Anleger, die auf eine anhaltende Dominanz des Dollars in den kommenden Jahren setzen, übersehen die Risiken der zunehmenden politischen Instabilität in den USA und der eskalierenden Spannungen mit China.

Das ist die Meinung der Strategen von JPMorgan, die argumentieren, dass die Märkte das Risiko eines "schnellen und tiefen" Rückgangs des Greenbacks als bevorzugte Währung für globale Reserven und Handel - ein Prozess, der als De-Dollarisierung bekannt ist - nicht vollständig widerspiegeln. Ausserdem ist der Dollar auf historischer Basis teuer geworden.

"Wenn sich die Spannungen zwischen den USA und China verschärfen und es zu einer stärkeren globalen Fragmentierung kommt, würde dies wahrscheinlich zu einer De-Globalisierung im Handel und im Finanzwesen führen", so die Strategen Jan Loeys und Joyce Chang. 

"Im Finanzwesen könnte dies auch zu einer Entdollarisierung führen. Zu den Faktoren, die die langfristige Dominanz des Dollars bedrohen könnten, gehört vor allem die politische Dysfunktion in den USA, die die Bemühungen um ein Management der Staatsverschuldung blockieren und "eine Regierung daran hindern könnte, die Wirtschaft während einer Krise aufgrund von fiskalischen Zwängen zu stabilisieren", schreiben die Strategen in einem am Dienstag veröffentlichten Bericht.

Spaltung des Landes und Spannungen mit China

Zu Beginn dieses Jahres bedrohte die polarisierte Innenpolitik die grösste Volkswirtschaft der Welt, als sich die Politiker über die Schuldenobergrenze stritten, bevor sie in letzter Minute eine Lösung fanden. Ein Phänomen, das in einem zunehmend gespaltenen Land immer häufiger auftreten könnte.

Ein weiteres Risikoszenario, das die Strategen skizzieren, ist ein sich verschärfender Wettbewerb zwischen den USA und China, der ihrer Meinung nach zum "Kalten Krieg 2.0" werden könnte. Innerhalb Chinas würde eine ganze Reihe von Wirtschaftsreformen - von der Lockerung von Kapitalbeschränkungen bis zur Förderung der Marktliquidität - die Vorherrschaft des Dollars ebenfalls bedrohen, fügten sie hinzu.

Nach Ansicht von JPMorgan würden sich die Auswirkungen einer Abkehr vom Dollar und die Erschütterung seiner Stabilität in allen Anlageklassen bemerkbar machen und den Wert des Dollars und die Aktienmultiplikatoren senken, während die Anleiherenditen steigen würden.

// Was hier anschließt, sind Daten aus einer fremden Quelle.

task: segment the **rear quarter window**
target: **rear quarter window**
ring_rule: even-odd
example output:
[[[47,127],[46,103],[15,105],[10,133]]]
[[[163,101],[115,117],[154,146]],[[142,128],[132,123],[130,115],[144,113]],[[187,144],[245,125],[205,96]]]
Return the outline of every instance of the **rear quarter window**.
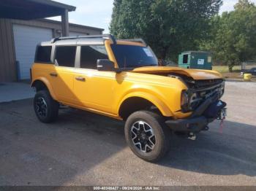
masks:
[[[38,46],[34,59],[35,63],[51,63],[51,46]]]

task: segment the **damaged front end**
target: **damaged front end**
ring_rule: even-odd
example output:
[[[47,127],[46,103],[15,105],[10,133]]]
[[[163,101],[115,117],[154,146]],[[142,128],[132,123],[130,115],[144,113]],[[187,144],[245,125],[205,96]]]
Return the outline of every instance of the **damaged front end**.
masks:
[[[220,100],[225,92],[224,79],[195,80],[189,77],[178,78],[188,87],[188,90],[181,93],[181,112],[192,114],[187,119],[167,120],[166,124],[173,131],[194,133],[207,130],[208,123],[225,117],[226,104]]]

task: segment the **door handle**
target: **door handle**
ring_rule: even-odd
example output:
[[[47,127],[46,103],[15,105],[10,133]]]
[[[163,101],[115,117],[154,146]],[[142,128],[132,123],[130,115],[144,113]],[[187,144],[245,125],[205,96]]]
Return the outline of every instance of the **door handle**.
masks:
[[[86,82],[86,78],[81,77],[75,77],[75,79],[78,81]]]
[[[50,76],[53,77],[58,77],[58,74],[56,73],[50,73]]]

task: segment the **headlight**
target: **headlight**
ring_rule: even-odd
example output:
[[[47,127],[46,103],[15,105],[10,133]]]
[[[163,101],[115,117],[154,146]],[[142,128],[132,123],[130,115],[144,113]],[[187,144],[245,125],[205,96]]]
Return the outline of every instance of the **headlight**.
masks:
[[[189,93],[187,90],[182,91],[181,98],[181,110],[184,113],[189,112],[189,109],[190,109],[189,97],[190,97]]]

Den jüngsten Daten der Bank of International Settlements zufolge wird die US-Währung bis Mai inflationsbereinigt in der Nähe historischer Höchststände gehandelt. In den Daten ist der drastische Ausverkauf des Dollars im Juli nicht berücksichtigt, durch den der Greenback laut Bloomberg letzte Woche um fast 2 Prozent auf den Tiefststand von April 2022 fiel.

Inflationsbereinigter Wert des Dollars.

Inflationsbereinigter Wert des Dollars.

Quelle: Bloomberg

Anteil an den internationalen Reserven im Jahr 2022 bei 58 Prozent

Die Wahrscheinlichkeit, dass der Dollar innerhalb der nächsten 10 Jahre vollständig als Leitwährung abgelöst wird, ist nach Ansicht der Strategen recht gering. Sie halten eine "teilweise Entdollarisierung" für wahrscheinlicher, wobei China - als grösster Konkurrent der USA und des Dollars in der Weltwirtschaft - mehr und mehr die Rolle des Greenback unter den nicht-US-ausgerichteten Nationen übernehmen wird.

Obwohl der Dollar immer noch die dominierende Reservewährung ist, fiel sein Anteil an den internationalen Reserven von 73 % im Jahr 2001 auf 58 % im Jahr 2022, wie aus den Daten des Internationalen Währungsfonds hervorgeht. Dieser Rückgang wurde jedoch durch den Anteil des Dollars in den Portfolios der Staatsfonds ausgeglichen.

Anlegern, die besorgt sind, dass der Dollar an Boden verliert und die Verflechtung zwischen den einzelnen Ländern abnimmt, empfiehlt JPMorgan, den Dollar, die US-Märkte, Finanzwerte und Anleihen mit langer Laufzeit in ihren Portfolios unterzugewichten. Die Bank empfiehlt ausserdem, auf wertorientierte US-Aktien zu setzen, die "in einem Umfeld steigender Realzinsen tendenziell besser abschneiden als Wachstumswerte".